С той минуты как Пьер сознал появление таинственной силы, ничто не казалось ему странно или страшно: ни труп, вымазанный для забавы сажей, ни эти женщины, спешившие куда то, ни пожарища Москвы. Все, что видел теперь Пьер, не производило на него почти никакого впечатления – как будто душа его, готовясь к трудной борьбе, отказывалась принимать впечатления, которые могли ослабить ее.
Поезд женщин проехал. За ним тянулись опять телеги, солдаты, фуры, солдаты, палубы, кареты, солдаты, ящики, солдаты, изредка женщины.
Пьер не видал людей отдельно, а видел движение их.
Все эти люди, лошади как будто гнались какой то невидимою силою. Все они, в продолжение часа, во время которого их наблюдал Пьер, выплывали из разных улиц с одним и тем же желанием скорее пройти; все они одинаково, сталкиваясь с другими, начинали сердиться, драться; оскаливались белые зубы, хмурились брови, перебрасывались все одни и те же ругательства, и на всех лицах было одно и то же молодечески решительное и жестоко холодное выражение, которое поутру поразило Пьера при звуке барабана на лице капрала.
Уже перед вечером конвойный начальник собрал свою команду и с криком и спорами втеснился в обозы, и пленные, окруженные со всех сторон, вышли на Калужскую дорогу.
Шли очень скоро, не отдыхая, и остановились только, когда уже солнце стало садиться. Обозы надвинулись одни на других, и люди стали готовиться к ночлегу. Все казались сердиты и недовольны. Долго с разных сторон слышались ругательства, злобные крики и драки. Карета, ехавшая сзади конвойных, надвинулась на повозку конвойных и пробила ее дышлом. Несколько солдат с разных сторон сбежались к повозке; одни били по головам лошадей, запряженных в карете, сворачивая их, другие дрались между собой, и Пьер видел, что одного немца тяжело ранили тесаком в голову.
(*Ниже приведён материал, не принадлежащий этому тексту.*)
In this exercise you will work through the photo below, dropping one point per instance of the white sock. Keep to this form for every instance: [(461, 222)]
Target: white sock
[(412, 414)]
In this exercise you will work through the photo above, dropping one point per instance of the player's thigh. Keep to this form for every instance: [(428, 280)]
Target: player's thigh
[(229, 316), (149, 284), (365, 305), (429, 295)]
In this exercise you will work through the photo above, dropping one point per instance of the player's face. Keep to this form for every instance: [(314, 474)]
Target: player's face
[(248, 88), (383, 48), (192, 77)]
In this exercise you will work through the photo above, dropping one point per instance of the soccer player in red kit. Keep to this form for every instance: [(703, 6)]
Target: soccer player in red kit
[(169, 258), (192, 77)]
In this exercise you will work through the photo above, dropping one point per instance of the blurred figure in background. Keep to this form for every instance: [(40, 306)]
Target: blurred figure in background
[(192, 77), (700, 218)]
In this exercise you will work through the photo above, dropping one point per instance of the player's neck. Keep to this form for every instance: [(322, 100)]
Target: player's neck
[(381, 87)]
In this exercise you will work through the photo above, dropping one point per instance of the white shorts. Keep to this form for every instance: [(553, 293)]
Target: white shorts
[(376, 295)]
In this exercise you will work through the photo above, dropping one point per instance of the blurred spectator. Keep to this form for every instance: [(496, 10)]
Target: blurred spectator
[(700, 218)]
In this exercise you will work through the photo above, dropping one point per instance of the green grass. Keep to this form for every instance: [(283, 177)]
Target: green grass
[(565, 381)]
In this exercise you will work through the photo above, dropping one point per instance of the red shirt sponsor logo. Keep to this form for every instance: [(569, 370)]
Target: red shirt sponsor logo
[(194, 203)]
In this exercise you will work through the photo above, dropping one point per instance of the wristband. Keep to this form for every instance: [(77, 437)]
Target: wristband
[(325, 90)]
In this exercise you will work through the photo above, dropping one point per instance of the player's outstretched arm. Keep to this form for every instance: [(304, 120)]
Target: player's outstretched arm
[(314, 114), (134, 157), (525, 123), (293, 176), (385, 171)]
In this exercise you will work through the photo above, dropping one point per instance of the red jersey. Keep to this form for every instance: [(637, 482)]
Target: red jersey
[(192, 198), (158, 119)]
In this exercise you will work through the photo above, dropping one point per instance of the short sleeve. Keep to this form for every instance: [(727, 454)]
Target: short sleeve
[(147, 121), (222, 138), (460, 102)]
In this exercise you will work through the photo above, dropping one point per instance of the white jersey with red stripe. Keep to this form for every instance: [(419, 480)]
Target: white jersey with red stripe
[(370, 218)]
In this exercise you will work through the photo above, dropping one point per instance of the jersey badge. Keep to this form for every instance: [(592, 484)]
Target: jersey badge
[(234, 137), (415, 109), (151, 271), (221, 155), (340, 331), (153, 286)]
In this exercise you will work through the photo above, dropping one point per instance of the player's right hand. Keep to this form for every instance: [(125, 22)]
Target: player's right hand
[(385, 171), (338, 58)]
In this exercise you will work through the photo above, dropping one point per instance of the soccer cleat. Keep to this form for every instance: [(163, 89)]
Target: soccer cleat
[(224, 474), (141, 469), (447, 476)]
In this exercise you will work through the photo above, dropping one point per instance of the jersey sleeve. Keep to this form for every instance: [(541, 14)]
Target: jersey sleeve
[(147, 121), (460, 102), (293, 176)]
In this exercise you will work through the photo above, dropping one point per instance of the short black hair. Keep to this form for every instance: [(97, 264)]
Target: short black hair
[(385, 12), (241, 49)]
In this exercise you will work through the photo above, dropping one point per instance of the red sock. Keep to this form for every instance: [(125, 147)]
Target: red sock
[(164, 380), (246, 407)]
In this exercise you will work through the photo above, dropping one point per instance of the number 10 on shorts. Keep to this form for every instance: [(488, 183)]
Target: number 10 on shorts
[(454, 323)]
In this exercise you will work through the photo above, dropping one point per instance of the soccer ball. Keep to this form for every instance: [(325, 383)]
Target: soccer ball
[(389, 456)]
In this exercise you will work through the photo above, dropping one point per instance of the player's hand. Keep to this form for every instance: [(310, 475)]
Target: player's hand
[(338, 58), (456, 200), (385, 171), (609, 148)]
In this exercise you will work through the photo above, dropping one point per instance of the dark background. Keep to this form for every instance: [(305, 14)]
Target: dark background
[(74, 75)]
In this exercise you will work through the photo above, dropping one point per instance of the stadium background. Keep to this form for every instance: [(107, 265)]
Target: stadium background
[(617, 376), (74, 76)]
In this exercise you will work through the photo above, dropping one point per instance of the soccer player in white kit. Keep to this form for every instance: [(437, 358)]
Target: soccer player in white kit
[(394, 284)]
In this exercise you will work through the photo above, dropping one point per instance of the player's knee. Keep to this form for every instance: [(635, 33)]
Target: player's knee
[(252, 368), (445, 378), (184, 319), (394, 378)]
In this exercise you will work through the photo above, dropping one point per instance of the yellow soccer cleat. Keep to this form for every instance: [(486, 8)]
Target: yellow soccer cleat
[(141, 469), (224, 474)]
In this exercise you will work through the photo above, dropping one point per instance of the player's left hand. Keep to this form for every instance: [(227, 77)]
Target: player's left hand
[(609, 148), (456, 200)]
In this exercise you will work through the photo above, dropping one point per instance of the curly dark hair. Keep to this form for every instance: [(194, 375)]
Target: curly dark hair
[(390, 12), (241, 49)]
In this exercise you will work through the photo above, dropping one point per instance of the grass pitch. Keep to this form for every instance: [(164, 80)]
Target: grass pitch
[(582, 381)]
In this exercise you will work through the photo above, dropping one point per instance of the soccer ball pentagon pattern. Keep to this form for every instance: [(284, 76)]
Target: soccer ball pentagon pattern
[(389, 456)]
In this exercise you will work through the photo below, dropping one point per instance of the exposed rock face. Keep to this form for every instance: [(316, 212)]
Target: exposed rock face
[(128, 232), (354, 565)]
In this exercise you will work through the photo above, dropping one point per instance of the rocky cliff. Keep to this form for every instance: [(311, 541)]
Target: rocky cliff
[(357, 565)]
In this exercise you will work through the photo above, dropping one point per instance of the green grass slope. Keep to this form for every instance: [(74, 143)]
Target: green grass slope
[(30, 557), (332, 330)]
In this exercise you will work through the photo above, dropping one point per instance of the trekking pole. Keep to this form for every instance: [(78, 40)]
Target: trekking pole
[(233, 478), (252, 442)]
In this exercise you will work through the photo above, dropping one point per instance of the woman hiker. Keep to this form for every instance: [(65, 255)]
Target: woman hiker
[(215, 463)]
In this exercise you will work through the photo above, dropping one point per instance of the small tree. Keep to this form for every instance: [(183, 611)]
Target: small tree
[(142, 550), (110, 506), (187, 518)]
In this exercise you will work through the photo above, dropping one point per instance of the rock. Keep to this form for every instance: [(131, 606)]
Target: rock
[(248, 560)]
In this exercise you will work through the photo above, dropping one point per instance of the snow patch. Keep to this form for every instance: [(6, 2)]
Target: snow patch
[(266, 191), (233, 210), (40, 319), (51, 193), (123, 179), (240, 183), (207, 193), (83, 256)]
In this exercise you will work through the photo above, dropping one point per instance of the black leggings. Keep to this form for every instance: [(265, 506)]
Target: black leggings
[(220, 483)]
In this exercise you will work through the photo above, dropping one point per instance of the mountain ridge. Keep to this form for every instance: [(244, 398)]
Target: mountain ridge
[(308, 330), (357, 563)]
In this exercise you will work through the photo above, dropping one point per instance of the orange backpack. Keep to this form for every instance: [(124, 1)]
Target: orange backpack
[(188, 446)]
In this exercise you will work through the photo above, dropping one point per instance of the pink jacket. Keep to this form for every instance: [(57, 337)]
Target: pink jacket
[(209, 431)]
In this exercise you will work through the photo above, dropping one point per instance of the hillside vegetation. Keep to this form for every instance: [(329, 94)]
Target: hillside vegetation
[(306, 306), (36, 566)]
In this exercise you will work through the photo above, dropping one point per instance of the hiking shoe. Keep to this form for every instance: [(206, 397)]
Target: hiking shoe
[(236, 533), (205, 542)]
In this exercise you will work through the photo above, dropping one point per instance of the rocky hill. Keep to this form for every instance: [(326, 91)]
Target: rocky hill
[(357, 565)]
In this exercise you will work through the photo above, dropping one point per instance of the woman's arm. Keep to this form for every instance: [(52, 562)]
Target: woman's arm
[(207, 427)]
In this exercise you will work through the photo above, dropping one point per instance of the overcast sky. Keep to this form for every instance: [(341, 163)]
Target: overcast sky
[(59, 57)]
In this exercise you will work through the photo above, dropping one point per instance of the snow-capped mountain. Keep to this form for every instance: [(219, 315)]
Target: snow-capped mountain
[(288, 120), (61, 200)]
Казалось, все эти люди испытывали теперь, когда остановились посреди поля в холодных сумерках осеннего вечера, одно и то же чувство неприятного пробуждения от охватившей всех при выходе поспешности и стремительного куда то движения. Остановившись, все как будто поняли, что неизвестно еще, куда идут, и что на этом движении много будет тяжелого и трудного.
С пленными на этом привале конвойные обращались еще хуже, чем при выступлении. На этом привале в первый раз мясная пища пленных была выдана кониною.
От офицеров до последнего солдата было заметно в каждом как будто личное озлобление против каждого из пленных, так неожиданно заменившее прежде дружелюбные отношения.
Озлобление это еще более усилилось, когда при пересчитывании пленных оказалось, что во время суеты, выходя из Москвы, один русский солдат, притворявшийся больным от живота, – бежал. Пьер видел, как француз избил русского солдата за то, что тот отошел далеко от дороги, и слышал, как капитан, его приятель, выговаривал унтер офицеру за побег русского солдата и угрожал ему судом. На отговорку унтер офицера о том, что солдат был болен и не мог идти, офицер сказал, что велено пристреливать тех, кто будет отставать. Пьер чувствовал, что та роковая сила, которая смяла его во время казни и которая была незаметна во время плена, теперь опять овладела его существованием. Ему было страшно; но он чувствовал, как по мере усилий, которые делала роковая сила, чтобы раздавить его, в душе его вырастала и крепла независимая от нее сила жизни.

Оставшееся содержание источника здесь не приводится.